3) Call me a liar and do not apologize or retract this statement when they have calmed down. We simply do not have the trust to engage in a therapeutic relationship at that point.
I had a patient change his phone number, not tell my office and we couldn't get in contact via phone. He showed up to the office, angrily demanded to know why we weren't calling him, showed him the number we were calling, and he replied, "that's my old phone number!"
Now I've had patients where this happened and in all other cases the patient pretty much rolled their eyes, felt like an idiot, apologized, then said something to the effect of "sorry my fault. I should've given you my new number." Then we tell them no problem we just want to fix the issue and move on.
The above patient? No. He told me that because I'm an MD I should know how to find his phone number even if he doesn't give us his new cell phone number. I politely told him that his cell phone number is not in a public directory and this isn't the 1990s where everyone had a landline in the White Pages. Also cell phone companies go out of their way to not give out people's phone numbers.
The guy demanded I apologize and said he wanted more professionalism from me and wouldn't drop it. It was to the point where I explained to him 3x there wasn't a way I could get his number short of means such as hiring a private detective that were not reasonable expectations. Other patients in the waiting area were getting uncomfortable as this guy was escalating the issue and raising his voice.

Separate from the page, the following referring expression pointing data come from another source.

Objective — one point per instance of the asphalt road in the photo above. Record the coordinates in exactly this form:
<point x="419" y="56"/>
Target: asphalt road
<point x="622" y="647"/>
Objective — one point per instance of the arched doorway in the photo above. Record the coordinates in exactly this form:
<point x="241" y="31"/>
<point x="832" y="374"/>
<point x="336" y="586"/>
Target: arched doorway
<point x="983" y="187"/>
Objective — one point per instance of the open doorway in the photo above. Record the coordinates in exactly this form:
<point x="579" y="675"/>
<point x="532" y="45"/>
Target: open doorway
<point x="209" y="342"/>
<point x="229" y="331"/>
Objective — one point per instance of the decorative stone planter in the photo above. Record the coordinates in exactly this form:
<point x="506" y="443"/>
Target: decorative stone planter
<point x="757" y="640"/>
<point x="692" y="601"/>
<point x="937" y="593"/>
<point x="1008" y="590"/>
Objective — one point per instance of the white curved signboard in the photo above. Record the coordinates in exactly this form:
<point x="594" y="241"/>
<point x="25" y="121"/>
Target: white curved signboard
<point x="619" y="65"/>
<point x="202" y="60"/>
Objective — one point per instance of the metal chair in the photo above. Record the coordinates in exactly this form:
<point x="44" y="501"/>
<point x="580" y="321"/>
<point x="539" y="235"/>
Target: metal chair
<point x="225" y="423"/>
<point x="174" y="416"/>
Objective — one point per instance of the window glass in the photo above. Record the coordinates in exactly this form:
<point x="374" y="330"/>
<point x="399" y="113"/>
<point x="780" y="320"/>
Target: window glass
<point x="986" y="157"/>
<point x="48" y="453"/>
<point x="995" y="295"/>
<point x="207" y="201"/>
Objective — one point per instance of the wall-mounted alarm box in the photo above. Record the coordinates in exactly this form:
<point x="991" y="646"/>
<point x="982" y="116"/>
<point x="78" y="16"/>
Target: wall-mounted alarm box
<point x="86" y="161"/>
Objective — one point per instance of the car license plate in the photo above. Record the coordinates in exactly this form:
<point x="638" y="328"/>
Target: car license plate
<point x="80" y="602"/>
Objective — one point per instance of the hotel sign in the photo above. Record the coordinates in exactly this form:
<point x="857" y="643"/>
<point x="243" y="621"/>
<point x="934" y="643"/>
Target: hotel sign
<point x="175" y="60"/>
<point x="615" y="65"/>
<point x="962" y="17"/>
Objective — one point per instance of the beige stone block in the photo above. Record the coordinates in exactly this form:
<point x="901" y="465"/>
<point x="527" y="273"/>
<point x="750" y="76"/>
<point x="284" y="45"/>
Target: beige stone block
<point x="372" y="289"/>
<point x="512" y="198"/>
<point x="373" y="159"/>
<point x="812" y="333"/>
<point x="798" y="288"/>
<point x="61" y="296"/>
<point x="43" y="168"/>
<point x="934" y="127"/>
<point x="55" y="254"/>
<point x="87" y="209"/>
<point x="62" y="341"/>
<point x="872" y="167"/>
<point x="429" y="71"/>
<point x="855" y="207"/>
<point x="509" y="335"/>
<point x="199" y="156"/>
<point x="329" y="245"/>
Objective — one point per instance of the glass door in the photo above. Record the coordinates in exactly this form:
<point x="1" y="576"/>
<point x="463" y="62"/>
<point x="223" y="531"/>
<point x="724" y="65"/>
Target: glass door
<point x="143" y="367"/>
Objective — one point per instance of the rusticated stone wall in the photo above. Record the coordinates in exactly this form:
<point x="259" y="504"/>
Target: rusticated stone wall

I told him at that point and it had been about 10 minutes to get out of my office and he was terminated. I said it calmly, something to the effect of, "I already explained this to you. There's nothing else to talk about. We no longer have a treatment relationship or anything else to talk about. Please leave my office which is a private establishment and you are no longer welcome." He left but I was ready to have the police called if he kept it going. I sent the termination letter via certified mail.
After he left, well that's where I allowed myself to experience the anger. I said to the office staff, "he's going to have a hell of a time finding a doctor who has a private detective so when he doesn't call the office the office will still knows what's going on." Also I made a sarcastic remark, "I must've missed the class in medschool where they teach you how to find patient's phone numbers that are not publicly listed."
BTW my wife is a DBT therapist. If anything because of her my patience with dealing with inappropriate behaviors like the above became less after going over these behaviors with her. She told me in DBT therapy it's completely within a therapist's place to tell a patient they cannot engage in inappropriate behavior. This is an area I've seen lacking in several training programs. Several health providers confuse compassion with excusing inappropriate and inexcusable behavior.